Nigeria is currently without a legal document that captures citizens’ protection when they exercise their right to freedom of expression on the internet and other digital platforms. The government’s ban of Twitter and threat to prosecute Twitter users who are using virtual private networks (VPN), Gbenga said, indicates the need for legislation in that regard.
“If the bill were already a law, Mr Lai Mohammed (Nigeria’s information and culture minister) would probably be paying some fines by now,” Sesan said.
President Muhammadu Buhari in March 2019 declined assent to the Digital Rights and Freedom Bill that proposed “to provide for the protection of the human rights online, to protect internet users in Nigeria from infringement of their fundamental freedom.”
The proposed legislation was also designed “to guarantee the application of human rights for users of digital platforms and/or digital media and for related matters”.
Declining presidential assent to the bill, Buhari said the proposed legislation covered too many technical subjects and “fails to address any of them extensively.”
Buhari requested that “the scope of the bill should be limited to the protection of human rights within the digital environment to reduce the challenge of duplication and legislative conflict in the future.”

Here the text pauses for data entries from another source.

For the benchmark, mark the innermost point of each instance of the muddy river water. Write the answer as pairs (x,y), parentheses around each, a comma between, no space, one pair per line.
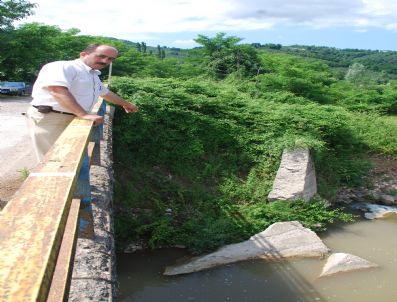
(141,279)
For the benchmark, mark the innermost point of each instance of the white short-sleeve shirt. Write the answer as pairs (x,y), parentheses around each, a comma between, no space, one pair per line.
(82,81)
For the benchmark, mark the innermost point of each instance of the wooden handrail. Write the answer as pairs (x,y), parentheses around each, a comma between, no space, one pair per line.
(33,222)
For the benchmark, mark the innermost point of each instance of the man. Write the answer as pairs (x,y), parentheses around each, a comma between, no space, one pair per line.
(68,89)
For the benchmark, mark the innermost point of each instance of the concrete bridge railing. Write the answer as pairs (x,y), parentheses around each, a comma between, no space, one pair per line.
(39,225)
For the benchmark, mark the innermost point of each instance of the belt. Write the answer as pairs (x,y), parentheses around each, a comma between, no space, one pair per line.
(56,111)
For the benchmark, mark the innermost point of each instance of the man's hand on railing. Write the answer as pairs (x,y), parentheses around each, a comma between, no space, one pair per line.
(130,108)
(97,119)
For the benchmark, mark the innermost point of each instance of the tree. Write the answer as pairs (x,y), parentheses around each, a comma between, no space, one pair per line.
(225,56)
(13,10)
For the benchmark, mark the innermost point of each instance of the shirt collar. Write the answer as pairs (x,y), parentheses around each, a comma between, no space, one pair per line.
(86,67)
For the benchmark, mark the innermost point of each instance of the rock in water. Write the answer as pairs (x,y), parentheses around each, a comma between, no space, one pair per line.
(280,240)
(342,262)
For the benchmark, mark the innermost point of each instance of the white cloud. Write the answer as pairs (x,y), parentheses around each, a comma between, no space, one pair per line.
(139,19)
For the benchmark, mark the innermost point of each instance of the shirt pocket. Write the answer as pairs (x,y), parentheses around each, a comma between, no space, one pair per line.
(82,86)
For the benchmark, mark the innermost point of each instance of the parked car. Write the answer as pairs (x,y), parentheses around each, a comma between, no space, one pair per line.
(15,88)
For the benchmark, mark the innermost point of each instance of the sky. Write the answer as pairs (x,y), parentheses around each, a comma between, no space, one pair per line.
(360,24)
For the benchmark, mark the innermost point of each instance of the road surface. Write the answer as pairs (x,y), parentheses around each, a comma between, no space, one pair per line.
(16,151)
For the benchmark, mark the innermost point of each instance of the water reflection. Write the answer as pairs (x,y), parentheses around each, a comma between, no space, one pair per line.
(141,279)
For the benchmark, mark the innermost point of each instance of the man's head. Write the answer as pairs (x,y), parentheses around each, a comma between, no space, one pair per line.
(98,56)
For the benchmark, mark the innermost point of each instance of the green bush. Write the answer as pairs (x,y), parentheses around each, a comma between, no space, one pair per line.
(198,161)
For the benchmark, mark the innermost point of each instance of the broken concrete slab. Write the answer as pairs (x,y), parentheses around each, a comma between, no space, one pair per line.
(343,262)
(279,241)
(296,177)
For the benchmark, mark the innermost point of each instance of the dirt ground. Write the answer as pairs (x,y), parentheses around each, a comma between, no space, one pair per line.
(16,151)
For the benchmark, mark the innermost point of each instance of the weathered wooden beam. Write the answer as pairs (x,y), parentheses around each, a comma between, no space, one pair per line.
(33,222)
(60,283)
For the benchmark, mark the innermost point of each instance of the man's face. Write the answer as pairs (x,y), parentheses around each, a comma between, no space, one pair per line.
(100,57)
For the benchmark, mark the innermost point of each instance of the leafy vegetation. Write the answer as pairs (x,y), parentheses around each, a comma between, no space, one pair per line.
(195,165)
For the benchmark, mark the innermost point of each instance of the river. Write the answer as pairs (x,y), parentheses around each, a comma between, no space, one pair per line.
(141,279)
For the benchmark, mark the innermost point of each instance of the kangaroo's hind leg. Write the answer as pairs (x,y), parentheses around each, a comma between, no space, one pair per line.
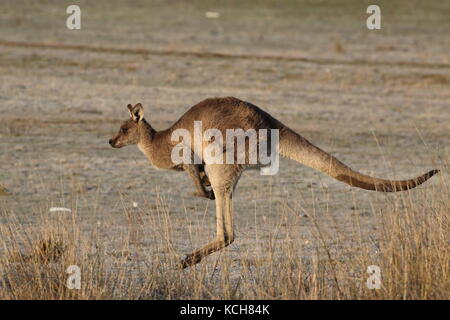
(197,173)
(223,180)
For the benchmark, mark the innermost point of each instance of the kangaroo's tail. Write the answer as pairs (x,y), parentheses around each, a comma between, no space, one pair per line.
(294,146)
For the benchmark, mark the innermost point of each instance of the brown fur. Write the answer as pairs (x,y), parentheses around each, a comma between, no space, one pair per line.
(232,113)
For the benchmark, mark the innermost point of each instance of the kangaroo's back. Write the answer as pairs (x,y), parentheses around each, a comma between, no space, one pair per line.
(226,113)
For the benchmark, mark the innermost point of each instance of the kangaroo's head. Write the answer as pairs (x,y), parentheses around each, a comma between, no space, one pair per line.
(129,132)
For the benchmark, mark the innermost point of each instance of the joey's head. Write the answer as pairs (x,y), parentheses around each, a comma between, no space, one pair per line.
(129,131)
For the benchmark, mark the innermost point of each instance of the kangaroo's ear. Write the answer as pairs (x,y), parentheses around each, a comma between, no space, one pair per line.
(136,112)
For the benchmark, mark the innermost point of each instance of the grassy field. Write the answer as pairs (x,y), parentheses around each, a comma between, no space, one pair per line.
(377,100)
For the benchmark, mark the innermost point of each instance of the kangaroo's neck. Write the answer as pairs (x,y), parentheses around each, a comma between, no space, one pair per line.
(154,146)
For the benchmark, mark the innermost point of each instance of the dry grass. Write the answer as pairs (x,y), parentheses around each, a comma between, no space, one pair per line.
(409,243)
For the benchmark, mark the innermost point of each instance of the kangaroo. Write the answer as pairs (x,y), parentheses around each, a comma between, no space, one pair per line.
(227,113)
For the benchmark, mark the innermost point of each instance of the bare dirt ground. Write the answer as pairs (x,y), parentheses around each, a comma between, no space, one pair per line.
(378,100)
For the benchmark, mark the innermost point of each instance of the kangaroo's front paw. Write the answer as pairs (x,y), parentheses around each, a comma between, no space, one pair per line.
(190,260)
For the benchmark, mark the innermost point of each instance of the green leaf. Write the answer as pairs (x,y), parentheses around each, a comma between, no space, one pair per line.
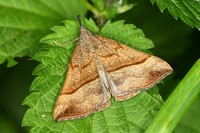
(23,23)
(127,116)
(187,10)
(178,102)
(190,121)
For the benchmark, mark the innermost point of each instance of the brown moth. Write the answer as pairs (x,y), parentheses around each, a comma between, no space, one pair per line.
(101,67)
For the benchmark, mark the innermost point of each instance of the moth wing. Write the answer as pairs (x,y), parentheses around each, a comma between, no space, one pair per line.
(81,94)
(129,70)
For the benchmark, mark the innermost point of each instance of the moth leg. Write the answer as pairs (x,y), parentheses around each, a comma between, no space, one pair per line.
(63,44)
(104,85)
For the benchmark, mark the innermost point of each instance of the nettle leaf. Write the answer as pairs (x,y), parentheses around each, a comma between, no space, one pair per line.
(187,10)
(23,23)
(133,115)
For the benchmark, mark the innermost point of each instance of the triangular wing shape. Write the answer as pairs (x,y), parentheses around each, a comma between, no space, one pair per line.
(82,92)
(129,70)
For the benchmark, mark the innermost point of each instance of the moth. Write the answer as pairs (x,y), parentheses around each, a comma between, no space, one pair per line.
(101,67)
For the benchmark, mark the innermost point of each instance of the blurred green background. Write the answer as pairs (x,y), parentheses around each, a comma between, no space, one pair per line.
(174,41)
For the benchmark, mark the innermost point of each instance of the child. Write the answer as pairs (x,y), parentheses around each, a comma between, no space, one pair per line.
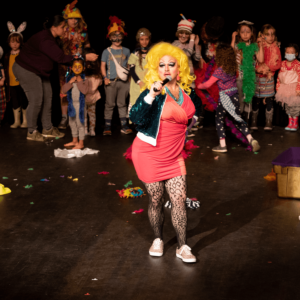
(14,91)
(288,86)
(225,76)
(115,88)
(137,64)
(265,88)
(2,89)
(76,87)
(243,42)
(93,75)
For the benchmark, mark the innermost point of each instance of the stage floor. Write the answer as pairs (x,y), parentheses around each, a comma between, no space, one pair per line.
(58,236)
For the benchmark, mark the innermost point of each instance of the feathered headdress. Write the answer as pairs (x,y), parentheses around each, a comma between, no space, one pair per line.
(115,25)
(12,28)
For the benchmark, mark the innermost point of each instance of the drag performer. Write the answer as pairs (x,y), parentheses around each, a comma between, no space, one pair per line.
(288,86)
(225,77)
(33,67)
(137,64)
(75,38)
(113,61)
(265,86)
(162,117)
(14,92)
(188,42)
(2,89)
(247,52)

Sesan, however, said that a revised version of the bill is “still making its way through parliament” as “the current scenario presents an opportunity to use the provisions of the bill to answer the questions we have about rights and fair use of platforms.”
Days after the Twitter ban, the Nigerian government ordered all radio and television stations to “de-install” their Twitter accounts and barred them from using content from the platform as comments during their programmes. Major Nigerian stations have since complied with the order from the Nigeria Broadcasting Commission (NBC), a regulatory agency that could withdraw their operational licenses.

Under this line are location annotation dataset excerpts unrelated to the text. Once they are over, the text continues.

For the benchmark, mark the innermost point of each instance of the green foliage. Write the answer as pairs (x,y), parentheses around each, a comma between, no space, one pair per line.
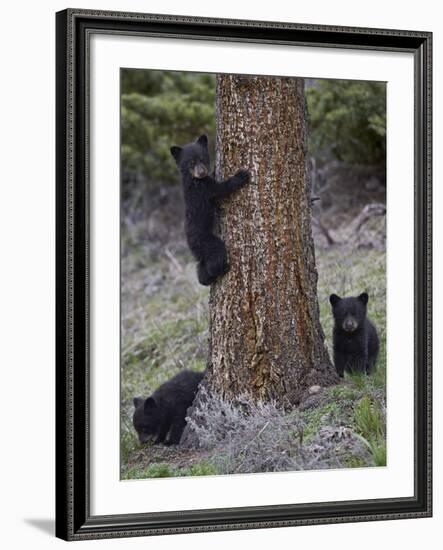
(160,109)
(163,469)
(348,119)
(370,423)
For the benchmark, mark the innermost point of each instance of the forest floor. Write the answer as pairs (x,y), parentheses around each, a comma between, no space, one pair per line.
(164,329)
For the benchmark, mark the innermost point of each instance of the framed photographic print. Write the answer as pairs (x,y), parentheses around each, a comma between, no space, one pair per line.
(243,274)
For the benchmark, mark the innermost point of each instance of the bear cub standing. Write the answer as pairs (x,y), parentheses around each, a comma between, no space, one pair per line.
(163,414)
(355,339)
(201,193)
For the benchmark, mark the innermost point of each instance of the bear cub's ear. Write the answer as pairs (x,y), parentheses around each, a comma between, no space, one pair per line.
(176,151)
(203,140)
(137,401)
(150,403)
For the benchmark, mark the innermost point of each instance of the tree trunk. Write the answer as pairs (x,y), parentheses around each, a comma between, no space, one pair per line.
(266,340)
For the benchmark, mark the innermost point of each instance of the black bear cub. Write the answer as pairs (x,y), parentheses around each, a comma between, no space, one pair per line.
(201,193)
(355,339)
(162,415)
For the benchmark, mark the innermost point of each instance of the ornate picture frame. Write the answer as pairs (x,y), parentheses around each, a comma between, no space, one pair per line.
(74,520)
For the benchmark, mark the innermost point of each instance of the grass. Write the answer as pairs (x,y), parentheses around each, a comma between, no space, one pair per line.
(164,328)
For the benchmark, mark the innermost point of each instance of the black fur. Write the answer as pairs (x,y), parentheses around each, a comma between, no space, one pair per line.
(201,193)
(355,339)
(162,415)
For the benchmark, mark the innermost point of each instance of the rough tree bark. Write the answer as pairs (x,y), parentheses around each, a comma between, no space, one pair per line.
(265,336)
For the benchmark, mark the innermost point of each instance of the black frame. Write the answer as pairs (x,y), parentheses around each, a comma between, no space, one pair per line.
(73,518)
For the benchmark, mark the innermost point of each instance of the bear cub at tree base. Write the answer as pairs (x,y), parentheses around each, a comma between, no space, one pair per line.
(355,339)
(163,415)
(201,194)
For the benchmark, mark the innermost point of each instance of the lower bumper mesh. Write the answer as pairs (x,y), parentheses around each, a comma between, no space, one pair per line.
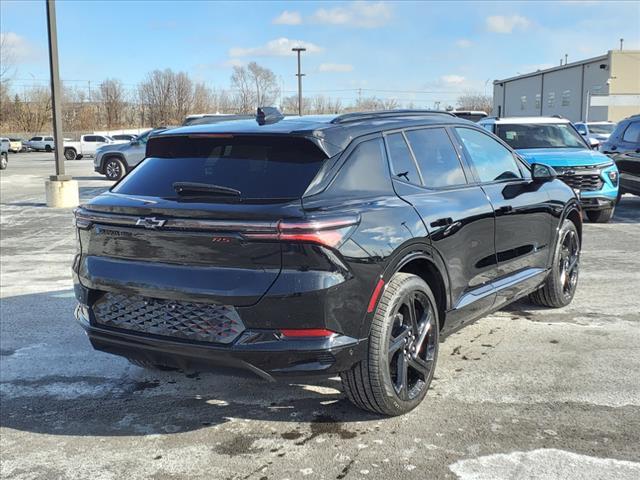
(190,321)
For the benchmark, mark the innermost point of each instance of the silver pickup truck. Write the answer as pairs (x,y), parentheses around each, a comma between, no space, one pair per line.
(115,160)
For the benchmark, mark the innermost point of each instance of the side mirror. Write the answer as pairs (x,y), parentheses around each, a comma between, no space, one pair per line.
(541,173)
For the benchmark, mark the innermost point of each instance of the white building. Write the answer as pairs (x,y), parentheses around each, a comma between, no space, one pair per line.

While broadcast stations have kowtowed to the order,leading newspapers in the country have dug in and continued to use the social media platform.Many citizens in the country have turned to virtual private network apps to circumvent the government’s action.
Sogunro says “such restrictions on any media – including websites – creates a chilling effect on public criticism and opposition to the government, thus contradicting the ideals of a democratic society” where governments are kept in check by public opinion and dissenting voices.
The UN Human Rights Council in July 2018 enacted a subsisting resolution that demands the promotion, protection and enjoyment of human rights on the Internet for citizens of all member countries. As a nation-member of the multiple international unions, Nigerians are (by these treaties) guaranteed the freedom of exercising their rights without fear or intimidation but their rights are being threatened according to Sogunro and Sesan.
Nigeria’s information and culture minister Lai Mohammed denies claims that citizen’s freedom of expression was threatened because of the Twitter ban and an order mandating social media platforms to be registered with the government.
Mohammed insisted that Nigeria will not allow Twitter’s “suspect role” in the country to “threaten our corporate existence”. But millions of Nigerians are not likely to stop tweeting even if the government insists that its stance on regulating platforms of free speech will not be reversed.
Sogunro advised Nigerians and CSOs to lobby for a legislative procedure to reverse the decision of the government but says if “lobbying continues to fail, then Nigerians have the final option of protesting or striking until the government rescinds its decision.”
He cited loopholes in the Nigerian constitution that renders citizens vulnerable to illegal arrests, extortion, and sometimes extrajudicial killing by security personnel for airing their views.